M.M.:Direi piuttosto che ogni mio lavoro mi piace considerarlo come fosse parte di un unico grande disco. In questo mi sento affine ai Beat della letteratura. Scrivere come del resto scrivere musica, è un po’ come domare una bestia indomabile, cavalcare un ininterrotto stream of counsciousness. Per quanto riguarda la collaborazione con ODRZ, posso dirti che nasce anch’essa prima da un’intesa umana e poi artistica. In questa fase della mia vita è forse la precondizione più importante. Simpatia a parte, Massimo e Antonio sono anche due veri artisti con cui ho collaborato e collaborerò sempre con grande piacere e questo disco è stata anche un’occasione importante per tutti noi di assemblare due realtà, solo in apparenza, agli antipodi, in un progetto organico con una sua propria ragion d’essere.
Essendo da sempre uno sperimentatore di suoni e pioniere musicale una domanda, a conclusione, è d'obbligo: guardandoti intorno, pensi che esista ancora la voglia di fare musica in Italia?
M.M.:Più che mai in Italia c’è il desiderio di esprimersi con la musica. L’Italia è ricca di straordinari talenti, mortificati dall’assenza totale (o quasi) di istituzioni qualificate che li sostengano e li promuovano, come uno dei patrimoni più rilevanti del nostro paese. Oltremodo, per quanto riguarda la formazione, spesso si assiste ad una ancor più penosa ristrettezza di vedute. Certamente ci sono realtà che provano a fare e a far bene, ma restano purtroppo casi isolati, frutto di titanici sforzi individuali e che, in senso più generale, non si può dire facciano ancora testo.
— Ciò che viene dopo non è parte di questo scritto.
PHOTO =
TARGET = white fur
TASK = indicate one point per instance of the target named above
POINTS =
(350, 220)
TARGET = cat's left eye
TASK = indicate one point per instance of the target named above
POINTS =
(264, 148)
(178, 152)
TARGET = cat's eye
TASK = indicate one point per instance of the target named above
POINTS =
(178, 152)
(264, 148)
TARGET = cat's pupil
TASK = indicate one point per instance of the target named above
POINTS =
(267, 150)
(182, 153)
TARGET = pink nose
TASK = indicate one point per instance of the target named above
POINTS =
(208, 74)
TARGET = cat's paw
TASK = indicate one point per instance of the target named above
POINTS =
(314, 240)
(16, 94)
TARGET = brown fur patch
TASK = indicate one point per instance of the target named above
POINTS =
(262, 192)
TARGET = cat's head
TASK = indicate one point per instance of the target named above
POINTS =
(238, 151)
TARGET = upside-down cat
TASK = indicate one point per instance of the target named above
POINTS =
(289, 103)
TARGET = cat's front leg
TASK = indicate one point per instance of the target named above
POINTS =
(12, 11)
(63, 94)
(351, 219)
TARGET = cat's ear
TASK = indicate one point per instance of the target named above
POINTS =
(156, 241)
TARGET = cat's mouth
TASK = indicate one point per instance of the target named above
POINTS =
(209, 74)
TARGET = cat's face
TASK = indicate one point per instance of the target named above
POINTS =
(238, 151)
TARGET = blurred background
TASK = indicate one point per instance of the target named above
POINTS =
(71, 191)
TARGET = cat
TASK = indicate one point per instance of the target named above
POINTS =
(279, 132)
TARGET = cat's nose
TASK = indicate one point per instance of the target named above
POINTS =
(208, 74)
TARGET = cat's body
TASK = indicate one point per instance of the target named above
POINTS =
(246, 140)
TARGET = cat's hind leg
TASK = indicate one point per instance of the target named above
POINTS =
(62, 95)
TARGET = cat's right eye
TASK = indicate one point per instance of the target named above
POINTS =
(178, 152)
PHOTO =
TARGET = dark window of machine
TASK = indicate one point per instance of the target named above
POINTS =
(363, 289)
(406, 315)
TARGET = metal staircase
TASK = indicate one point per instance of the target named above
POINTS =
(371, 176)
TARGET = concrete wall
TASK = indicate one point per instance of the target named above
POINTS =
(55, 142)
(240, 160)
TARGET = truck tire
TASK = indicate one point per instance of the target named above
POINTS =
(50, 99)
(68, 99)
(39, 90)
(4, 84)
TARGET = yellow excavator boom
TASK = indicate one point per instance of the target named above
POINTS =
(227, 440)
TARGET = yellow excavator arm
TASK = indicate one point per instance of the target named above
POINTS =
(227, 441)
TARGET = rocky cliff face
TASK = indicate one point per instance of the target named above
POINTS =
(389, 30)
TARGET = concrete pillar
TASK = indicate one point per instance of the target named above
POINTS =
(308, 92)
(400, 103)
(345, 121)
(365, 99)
Non è possibile, ad esempio, che in Italia i cosiddetti Talent abbiano, con il loro modello totalmente diseducativo se non addirittura nocivo in termini artistici, sopperito ad una carenza diffusa di un’educazione musicale completa. La musica non è soltanto canzone, canzoncina o canzonetta mainstream, ovvero strofa/ritornello/strofa/ritornello/ponte e modulazione finale e applausi e standing ovation e per noi è sì, ma molto molto più di quella roba lì, spiegata male, insegnata peggio e poi interpretata di nuovo con tutti i peggiori clichè, come in una piccola scuola per mostri che trasforma adolescenti di belle speranze in mestieranti privi di fantasia e già logori, che hanno perso l’innocenza prima ancora di iniziare, e che nei migliori dei casi appaiono come protagonisti del triste scimmiottamento di uno showbiz, culturalmente, socialmente ed economicamente, per noi inarrivabile. Per certi versi, e devo dire per fortuna, esiste anche una Trap nata spontaneamente, che non duetta con cantautori e interpreti bolliti, o uno come Achille Lauro, l’unica cosa veramente decente, che meritasse di esser vista a Sanremo. Ragazzi: tenete duro, non fatevi addomesticare mai. Proteggere la nostra cultura non può significare soltanto cantare in italiano, ma sostenere l’autenticità e l’originalità dei nostri artisti, anche cantassero in Swahili. Certo è che, più ignoranza e pregiudizi permangono nei ruoli chiave, più sarà difficile che queste qualità, possano essere, in qualche misura, intercettate e quindi trovate negli artisti di casa nostra. Proteggere la nostra cultura è una raccomandazione da rispedire al mittente, con ricevuta di ritorno. Siamo tutti d’accordo, certo che sì: proteggiamo la nostra cultura. Cominciate voi però, noi (cornuti e mazziati) la cultura la stiamo già facendo. A nostre spese.